O doutor Stockmann decide ficar e dedicar-se a educar os cidadãos para que tenham um espírito mais livre e encerra o drama da obra com o seguinte pensamento: “o homem mais forte que há no mundo é o que está mais só”.


Esta é uma interpretação aparente e simplista que a grande maioria dos leitores faz. Mas não é isso que o autor está querendo nos contar. Ibsen é infinitamente mais profundo, complexo e simbólico que a primeira vista quer nos parecer. O autor quer nos contar algo mais simbólico do que uma simples história, algo que ele oculta e que só é percebido pelo leitor mais atento e analítico, capaz do entender e compreender a mensagem oculta nas entrelinhas de uma história que nos parece comum.

Otto Maria Carpeaux nos revela que a obra de Ibsen não é bem compreensível sem o conhecimento da sua vida; “é esta a porta pela qual devemos nela entrar” assevera. "Ibsen era anarquista, inimigo total de todos os Estados, todas as sociedades, todos os partidos, todas as multidões [...]; em favor do único valor que ele reconheceu: o homem individual e humano."
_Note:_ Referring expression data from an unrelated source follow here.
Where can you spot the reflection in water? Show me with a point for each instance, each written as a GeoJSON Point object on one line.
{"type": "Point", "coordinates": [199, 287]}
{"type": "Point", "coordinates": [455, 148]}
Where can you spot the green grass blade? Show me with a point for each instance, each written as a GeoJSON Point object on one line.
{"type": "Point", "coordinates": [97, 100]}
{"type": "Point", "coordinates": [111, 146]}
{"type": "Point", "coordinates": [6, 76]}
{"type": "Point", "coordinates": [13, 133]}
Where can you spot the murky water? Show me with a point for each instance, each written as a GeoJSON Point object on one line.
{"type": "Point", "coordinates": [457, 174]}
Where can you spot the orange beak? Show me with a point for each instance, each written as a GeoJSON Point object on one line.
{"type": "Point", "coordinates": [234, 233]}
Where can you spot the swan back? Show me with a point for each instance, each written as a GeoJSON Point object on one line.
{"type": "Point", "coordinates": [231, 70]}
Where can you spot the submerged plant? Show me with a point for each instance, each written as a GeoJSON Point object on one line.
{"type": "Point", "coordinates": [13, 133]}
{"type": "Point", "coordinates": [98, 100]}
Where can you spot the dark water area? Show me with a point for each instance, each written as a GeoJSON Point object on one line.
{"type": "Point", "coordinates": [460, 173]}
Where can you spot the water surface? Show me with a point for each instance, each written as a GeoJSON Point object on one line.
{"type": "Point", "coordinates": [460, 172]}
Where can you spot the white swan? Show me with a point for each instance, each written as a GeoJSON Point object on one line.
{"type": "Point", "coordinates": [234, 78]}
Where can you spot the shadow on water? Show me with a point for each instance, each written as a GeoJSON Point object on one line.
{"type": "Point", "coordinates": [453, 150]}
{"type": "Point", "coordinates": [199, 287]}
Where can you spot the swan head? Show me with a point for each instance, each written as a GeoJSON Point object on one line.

Em 1848 uma onda revolucionária sacode a Europa e impressiona fortemente Ibsen. Por outro lado, Ibsen recebe influência hegeliana de seu professor Monrad e, em decorrência da ruína econômica de sua família, o que lhe causa profundo ressentimento pessoal que se transforma em ressentimento revolucionário, leva-o a tornar-se um socialista. Observando as obras de Ibsen sob este prisma, concluí-se que a grande maioria tem viés socialista, humanista ou revolucionário. Um inimigo do povo, é um exemplo de um homem revolucionário representado pela personagem principal, Dr. Thomas Stockmann.

A peça provocou muita celeuma. Para os marxistas e para os rousseaunianos em geral, Ibsen, ao tomar a posição do herói solitário contra o resto da sociedade, pareceu-lhes assumir um perfil reacionário.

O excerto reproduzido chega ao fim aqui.